DOJ now 0-9 in voter roll cases after Trump-appointed judge tosses its Maryland demand

Acting U.S. Attorney General Todd Blanche during a press conference at the Department of Justice on June 11, 2026, in Washingon, D.C. (Photo: Win McNamee/Getty Images)
Acting U.S. Attorney General Todd Blanche during a press conference at the Department of Justice on June 11, 2026, in Washingon, D.C. (Photo: Win McNamee/Getty Images)

A federal judge threw out the Department of Justice’s (DOJ) lawsuit seeking Maryland’s statewide, unredacted voter registration list, dealing another blow to President Donald Trump and the department’s sweeping campaign to obtain voter data from the states.

The dismissal brings the DOJ’s record to 0-9 out of the 31 lawsuits it brought against states and Washington, D.C.

U.S. District Judge Stephanie Gallagher, whom Trump appointed in his first term, ruled Thursday that the state’s voter roll was not a record the DOJ could obtain through legal force under the Civil Rights Act (CRA).

“This Court joins every court to have addressed this issue in concluding that an [statewide voter registration list] is not a record or paper that a state must produce to the United States under the CRA,” Gallagher wrote.

Because the CRA doesn’t allow the DOJ to obtain state voter rolls, the judge dismissed the lawsuit for failing to state a claim. She also dismissed the case with prejudice, meaning the department is legally barred from bringing its specific CRA claim back to the court.

In her opinion, Gallagher slammed a recent legal memo from the DOJ’s Office of Legal Counsel, which asserted the CRA allowed the department to force states to hand over unredacted statewide voter registration lists and then share that data with the Department of Homeland Security.

“This Court will not interpret the CRA contrary to its text simply because an office of the party advancing that interpretation has adopted it,” she wrote.

Throughout the lawsuit against Maryland, DOJ officials, including some who were involved in efforts to overturn the 2020 election, refused to answer Gallagher’s questions on what the department planned to do with the data it demanded.

So far, no federal court has ruled in favor of the DOJ in the voter roll lawsuits. The now nine dismissals came from judges spanning the ideological spectrum: Five judges were appointed or renominated by Trump and four other judges were appointed by Democratic presidents.

Beyond the lawsuits, the department has sent letters to almost all 50 states demanding access to their rolls. At least 16 Republican-led states have complied. 
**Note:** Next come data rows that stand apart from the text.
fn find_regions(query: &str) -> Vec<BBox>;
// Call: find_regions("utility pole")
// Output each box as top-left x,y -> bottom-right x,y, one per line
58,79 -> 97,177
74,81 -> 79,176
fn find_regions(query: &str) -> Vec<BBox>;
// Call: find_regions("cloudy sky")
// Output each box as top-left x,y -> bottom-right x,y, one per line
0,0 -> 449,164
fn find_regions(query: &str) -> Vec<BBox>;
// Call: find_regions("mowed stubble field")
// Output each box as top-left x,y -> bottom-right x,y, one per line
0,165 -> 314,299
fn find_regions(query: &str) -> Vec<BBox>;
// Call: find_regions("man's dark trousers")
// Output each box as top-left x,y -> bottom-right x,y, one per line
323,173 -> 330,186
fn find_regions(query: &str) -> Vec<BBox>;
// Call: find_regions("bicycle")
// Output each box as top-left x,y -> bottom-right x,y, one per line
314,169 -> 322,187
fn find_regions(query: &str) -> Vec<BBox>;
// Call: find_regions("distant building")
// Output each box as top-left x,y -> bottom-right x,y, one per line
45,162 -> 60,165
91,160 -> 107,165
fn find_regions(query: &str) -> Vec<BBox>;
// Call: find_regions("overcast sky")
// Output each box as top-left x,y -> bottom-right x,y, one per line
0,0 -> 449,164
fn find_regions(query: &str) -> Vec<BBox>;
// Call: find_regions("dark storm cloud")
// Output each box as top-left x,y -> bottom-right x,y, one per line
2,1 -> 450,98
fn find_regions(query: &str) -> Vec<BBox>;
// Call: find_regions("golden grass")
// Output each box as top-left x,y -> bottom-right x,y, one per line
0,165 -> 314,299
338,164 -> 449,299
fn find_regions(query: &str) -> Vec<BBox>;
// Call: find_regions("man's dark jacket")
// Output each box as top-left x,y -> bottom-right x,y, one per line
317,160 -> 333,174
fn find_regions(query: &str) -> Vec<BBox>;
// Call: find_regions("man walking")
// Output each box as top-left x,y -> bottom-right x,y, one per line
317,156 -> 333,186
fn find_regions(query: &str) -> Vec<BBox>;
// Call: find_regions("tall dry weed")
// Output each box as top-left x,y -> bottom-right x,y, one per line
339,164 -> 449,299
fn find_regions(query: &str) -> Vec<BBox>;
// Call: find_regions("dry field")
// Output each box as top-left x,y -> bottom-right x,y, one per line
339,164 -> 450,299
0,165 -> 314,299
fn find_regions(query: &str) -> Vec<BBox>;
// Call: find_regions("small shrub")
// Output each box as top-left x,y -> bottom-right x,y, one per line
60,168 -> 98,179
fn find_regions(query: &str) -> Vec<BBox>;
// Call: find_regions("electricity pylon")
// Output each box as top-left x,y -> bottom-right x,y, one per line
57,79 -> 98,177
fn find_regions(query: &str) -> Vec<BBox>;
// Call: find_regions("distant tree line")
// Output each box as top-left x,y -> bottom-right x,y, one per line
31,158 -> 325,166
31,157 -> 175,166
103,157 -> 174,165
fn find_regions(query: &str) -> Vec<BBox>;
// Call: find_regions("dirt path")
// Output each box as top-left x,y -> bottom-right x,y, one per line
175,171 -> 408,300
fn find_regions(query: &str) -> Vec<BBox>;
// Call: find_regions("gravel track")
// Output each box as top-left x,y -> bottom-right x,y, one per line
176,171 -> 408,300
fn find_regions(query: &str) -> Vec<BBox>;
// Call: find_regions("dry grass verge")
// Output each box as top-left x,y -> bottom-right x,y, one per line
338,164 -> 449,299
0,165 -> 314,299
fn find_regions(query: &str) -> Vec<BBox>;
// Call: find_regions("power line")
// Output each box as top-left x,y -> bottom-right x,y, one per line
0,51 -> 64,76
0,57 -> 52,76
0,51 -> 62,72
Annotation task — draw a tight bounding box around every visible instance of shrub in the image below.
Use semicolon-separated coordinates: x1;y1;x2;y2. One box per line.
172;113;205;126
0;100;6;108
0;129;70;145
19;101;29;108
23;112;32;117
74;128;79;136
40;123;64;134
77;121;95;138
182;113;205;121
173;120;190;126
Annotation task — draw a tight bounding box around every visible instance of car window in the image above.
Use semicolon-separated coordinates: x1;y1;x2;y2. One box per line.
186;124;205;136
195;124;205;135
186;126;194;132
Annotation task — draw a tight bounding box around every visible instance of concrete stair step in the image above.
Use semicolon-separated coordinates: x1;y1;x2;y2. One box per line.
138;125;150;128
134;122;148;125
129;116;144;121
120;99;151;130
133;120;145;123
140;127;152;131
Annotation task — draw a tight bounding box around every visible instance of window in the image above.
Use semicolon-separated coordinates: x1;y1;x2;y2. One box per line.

Alongside the DOJ’s voter roll lawsuits, Trump has directed the federal government to create what is essentially a national voter registration list as part of his wider effort to seize states’ power to run elections.

In other voter roll cases, the DOJ has argued that the federal government can force states to remove voters from registration rolls right before an election.

That argument took direct aim at the National Voter Registration Act’s “quiet period” provision, which bars states from systematically removing voters from rolls in a 90-day period before elections.